Simultaneous manipulation of transcriptional regulator CxrC and translational elongation factor eEF1A enhances the production of plant-biomass-degrading enzymes of Penicillium oxalicum.

作者信息

Zhao Shuai, Mai Rong-Ming, Zhang Ting, Feng Xiang-Zhao, Li Wen-Tong, Wang Wen-Xuan, Luo Xue-Mei, Feng Jia-Xun

机构信息

State Key Laboratory for Conservation and Utilization of Subtropical Agro-bioresources, Guangxi Research Center for Microbial and Enzyme Engineering Technology, College of Life Science and Technology, Guangxi University, Nanning, China.

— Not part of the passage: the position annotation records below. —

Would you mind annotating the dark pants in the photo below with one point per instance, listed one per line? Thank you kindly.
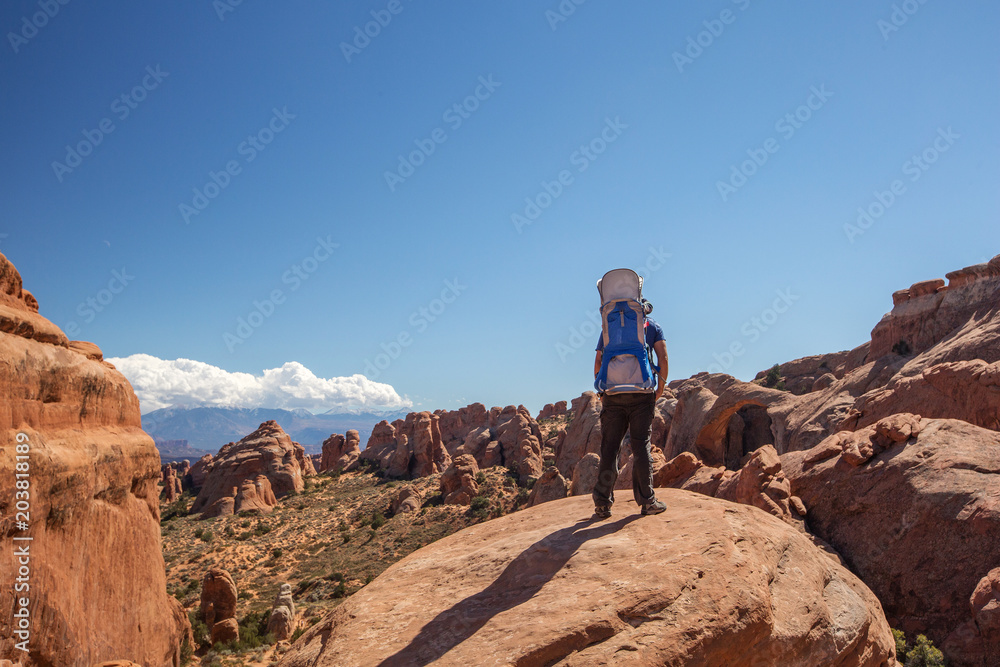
(620, 413)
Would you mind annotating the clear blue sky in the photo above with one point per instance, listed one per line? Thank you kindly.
(553, 87)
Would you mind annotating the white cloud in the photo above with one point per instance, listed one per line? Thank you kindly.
(161, 383)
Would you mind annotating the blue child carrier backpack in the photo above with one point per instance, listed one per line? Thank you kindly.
(625, 366)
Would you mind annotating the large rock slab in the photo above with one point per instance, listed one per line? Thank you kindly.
(253, 473)
(914, 507)
(706, 583)
(94, 562)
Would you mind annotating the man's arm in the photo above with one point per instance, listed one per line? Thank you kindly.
(660, 347)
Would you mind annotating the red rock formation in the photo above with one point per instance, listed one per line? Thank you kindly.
(583, 434)
(759, 483)
(218, 605)
(199, 471)
(551, 410)
(340, 452)
(924, 315)
(914, 506)
(741, 589)
(407, 500)
(96, 574)
(423, 443)
(252, 473)
(458, 483)
(550, 486)
(171, 482)
(985, 604)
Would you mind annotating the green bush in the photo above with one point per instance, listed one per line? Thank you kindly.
(202, 638)
(774, 379)
(921, 654)
(924, 654)
(900, 642)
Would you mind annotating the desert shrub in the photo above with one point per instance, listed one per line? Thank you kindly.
(900, 642)
(479, 507)
(202, 638)
(924, 654)
(253, 632)
(773, 378)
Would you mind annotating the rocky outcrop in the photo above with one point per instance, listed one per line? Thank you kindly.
(553, 410)
(341, 452)
(582, 435)
(760, 482)
(172, 488)
(741, 589)
(97, 581)
(252, 473)
(966, 390)
(218, 605)
(281, 622)
(550, 486)
(423, 443)
(198, 472)
(928, 312)
(985, 603)
(585, 475)
(914, 506)
(407, 500)
(458, 483)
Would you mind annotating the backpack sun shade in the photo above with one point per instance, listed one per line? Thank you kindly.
(625, 365)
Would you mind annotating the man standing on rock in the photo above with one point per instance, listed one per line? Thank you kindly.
(632, 412)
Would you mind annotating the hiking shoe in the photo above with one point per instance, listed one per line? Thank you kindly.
(654, 507)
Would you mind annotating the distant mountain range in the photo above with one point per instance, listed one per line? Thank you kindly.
(189, 433)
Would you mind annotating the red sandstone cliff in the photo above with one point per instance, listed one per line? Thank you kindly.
(97, 589)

State Key Laboratory for Conservation and Utilization of Subtropical Agro-bioresources, Guangxi Research Center for Microbial and Enzyme Engineering Technology, College of Life Science and Technology, Guangxi University, Nanning, China.

出版信息

Bioresour Technol. 2022 May;351:127058. doi: 10.1016/j.biortech.2022.127058. Epub 2022 Mar 23.

Abstract

Genetic engineering is an efficient approach to improve fungal bioproducts, but the specific targets are limited. In this study, it was found that the key transcription repressor CxrC of Penicillium oxalicum could physically interact with the translational elongation factor eEF1A that positively regulated the production of plant-biomass-degrading enzymes by the fungus under Avicel induction. Simultaneously deletion of the cxrC and overexpression of the eEF1A in the strain Δku70 resulted in 55.4%-314.6% higher production of cellulase, xylanase and raw-starch-degrading enzymes than that of the start strain Δku70. Transcript abundance of the genes encoding predominant cellulases, xylanases and raw-starch-degrading enzymes were significantly upregulated in the mutant ΔcxrC::eEF1A. The ΔcxrC::eEF1A enhanced saccharification efficiency of raw cassava flour by 9.3%-15.5% at early-middle stage of hydrolysis in comparison with Δku70. The obtained knowledges expanded the sources used as effective targets for increased production of plant-biomass-degrading enzymes by fungi.

摘要

基因工程是提高真菌生物产品的一种有效方法,但具体的靶点有限。在本研究中,发现草酸青霉的关键转录抑制因子CxrC可与翻译延伸因子eEF1A发生物理相互作用,在微晶纤维素诱导下,eEF1A对该真菌植物生物质降解酶的产生具有正向调控作用。在Δku70菌株中同时缺失cxrC并过表达eEF1A,与起始菌株Δku70相比,纤维素酶、木聚糖酶和生淀粉降解酶的产量提高了55.4%-314.6%。在突变体ΔcxrC::eEF1A中,编码主要纤维素酶、木聚糖酶和生淀粉降解酶的基因转录丰度显著上调。与Δku70相比,ΔcxrC::eEF1A在水解的中前期将木薯生粉的糖化效率提高了9.3%-15.5%。所获得的知识拓展了可作为提高真菌植物生物质降解酶产量有效靶点的来源。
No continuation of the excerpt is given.